Ride-sourcing is 'taxi travel'
In a recent case, the Federal Court has agreed with
the ATO that 'ride-sourcing' (such as that provided
using Uber) is 'taxi travel' within the meaning of
the GST law.
The ATO has advised people who are taking up ride-sourcing to earn income should:
- keep records;
- have an Australian business number (ABN);
- register for GST, regardless of how much they earn, and pay GST on the full fare received from passengers for each trip they provide;
- lodge activity statements; and
- include income from ride-sourcing in their income tax returns.
Drivers are also entitled to claim income tax
deductions and GST credits (for GST paid) on
expenses apportioned to the ride-sourcing services
they have supplied.
The ATO warns that they can match people who provide ride-sourcing through data-matching, and will continue to write to them to explain their tax obligations.
Making 'intangible' capital improvements to pre-CGT assets
The ATO has confirmed that, if intangible capital
improvements are made to a pre-CGT asset, they
can be a 'separate CGT asset' from that pre-CGT
asset if the relevant requirements are satisfied.
Editor: The result of this is that, while the disposal of the pre-CGT asset itself will be exempt from CGT, the improvements which are treated as a separate, post-CGT asset could still give rise to CGT.
Example A farmer, holding pre-CGT land, obtains council approval to rezone and subdivide the land.

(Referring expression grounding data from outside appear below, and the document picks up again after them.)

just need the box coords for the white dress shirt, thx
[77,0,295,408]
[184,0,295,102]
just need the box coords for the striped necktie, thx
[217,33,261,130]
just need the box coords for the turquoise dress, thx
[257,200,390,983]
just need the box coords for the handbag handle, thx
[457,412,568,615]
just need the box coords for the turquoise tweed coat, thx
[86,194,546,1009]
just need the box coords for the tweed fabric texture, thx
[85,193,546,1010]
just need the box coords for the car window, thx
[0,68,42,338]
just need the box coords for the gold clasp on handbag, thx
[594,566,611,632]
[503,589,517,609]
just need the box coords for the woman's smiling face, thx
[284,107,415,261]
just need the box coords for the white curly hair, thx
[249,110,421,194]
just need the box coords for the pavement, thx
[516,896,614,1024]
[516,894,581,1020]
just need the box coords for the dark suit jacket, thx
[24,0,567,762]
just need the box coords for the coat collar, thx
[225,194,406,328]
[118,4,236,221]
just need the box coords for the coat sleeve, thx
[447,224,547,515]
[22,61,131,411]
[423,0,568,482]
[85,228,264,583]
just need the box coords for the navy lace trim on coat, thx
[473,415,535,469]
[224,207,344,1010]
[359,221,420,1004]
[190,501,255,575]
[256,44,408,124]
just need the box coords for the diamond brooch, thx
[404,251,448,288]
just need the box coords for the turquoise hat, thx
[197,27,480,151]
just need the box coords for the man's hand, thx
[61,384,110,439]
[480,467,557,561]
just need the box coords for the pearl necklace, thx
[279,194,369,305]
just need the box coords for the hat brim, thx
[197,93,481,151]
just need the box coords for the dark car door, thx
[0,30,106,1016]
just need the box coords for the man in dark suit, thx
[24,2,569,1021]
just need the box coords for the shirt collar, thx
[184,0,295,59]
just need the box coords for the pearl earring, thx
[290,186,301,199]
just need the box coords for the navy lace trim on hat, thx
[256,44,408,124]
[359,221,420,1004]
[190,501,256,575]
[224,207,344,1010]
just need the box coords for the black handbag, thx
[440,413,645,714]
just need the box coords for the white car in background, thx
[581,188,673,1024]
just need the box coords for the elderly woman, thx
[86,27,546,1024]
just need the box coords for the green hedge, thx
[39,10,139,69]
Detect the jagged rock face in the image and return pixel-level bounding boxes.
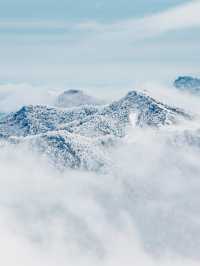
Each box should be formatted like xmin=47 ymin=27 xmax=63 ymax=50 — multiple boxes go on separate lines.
xmin=55 ymin=89 xmax=104 ymax=108
xmin=174 ymin=76 xmax=200 ymax=94
xmin=0 ymin=90 xmax=191 ymax=171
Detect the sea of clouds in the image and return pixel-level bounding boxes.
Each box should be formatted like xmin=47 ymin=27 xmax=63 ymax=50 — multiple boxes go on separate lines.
xmin=0 ymin=82 xmax=200 ymax=265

Those improvements may be separate CGT assets from the land, so if the land is sold with those improvements (the council approval), there may be some CGT (even though the land itself is exempt).
Fringe benefits change for tax offsets from 1 July 2017
The ATO has issued a reminder that the government
has changed the way fringe benefits will be treated
for the calculation of several tax offsets from 1
The meaning of 'adjusted fringe benefits total' (which is used to calculate a taxpayer's entitlement for the low income superannuation tax offset, the seniors and pensioners tax offset, the net medical expenses tax offset and the dependent tax offset) has been modified so that the gross, rather than the adjusted net value, of reportable fringe benefits is used.
Fringe benefits received by individuals working for registered public benevolent institutions, registered health promotion charities, some hospitals and public ambulance services will not be affected by this change.
This aligns the treatment for tax offsets to the treatment for the income tests for family assistance and youth payments.
Diverting personal services income to SMSFs
The ATO is currently reviewing arrangements where
individuals (at, or approaching, retirement age)
purport to divert their personal services income to an
SMSF, so that the income is taxed concessionally
(or exempt from tax) in the fund, rather than being
subject to tax at the individual’s marginal tax rate.
These arrangements normally involve the individual's income being paid to another entity (e.g., a company) which then makes distributions to the SMSF as a 'return on investment' (e.g., dividends, where the SMSF holds shares in the relevant company).
The ATO advises any people that have entered into such an arrangement to contact the ATO by 30 April 2017, so they can work with them to resolve any issues in a timely manner, and minimise the impact on the individual and the fund.
Individuals and trustees who are not currently subject to ATO compliance action, and who come forward will have administrative penalties remitted in full (although interest may still be payable on any tax collected later than it should have been).
No overtime meal allowance, no overtime meal deduction
An employee construction project manager/
supervisor was denied deductions for overtime meal
expenses, as he was not paid an overtime meal
allowance under an industrial agreement (award).
The taxpayer often worked at nights and on weekends during the relevant income years, and so additional amounts were negotiated and ‘rolled into’ his salary to cover the fact that he was expected to work additional hours, and also to cover any outof- pocket expenses associated with such overtime.
However, the taxpayer’s salary was not paid under an award, which was simply used as a starting point in annual remuneration negotiations (and he was paid the same amount each week, regardless of hours worked or expenses incurred).
Therefore, the AAT agreed with the ATO, finding that the taxpayer had received no overtime meal allowance under the relevant industrial award.
As no deduction is claimable under the income tax law for overtime meal expenses unless an appropriate award overtime meal allowance is paid, the Tribunal swiftly dismissed the taxpayer’s appeal, and also affirmed the 25% administrative penalty.
Please Note: Many of the comments in this publication are general in nature and anyone intending to apply the information to practical circumstances should seek professional advice to independently verify their interpretation and the information’s applicability to their particular circumstances.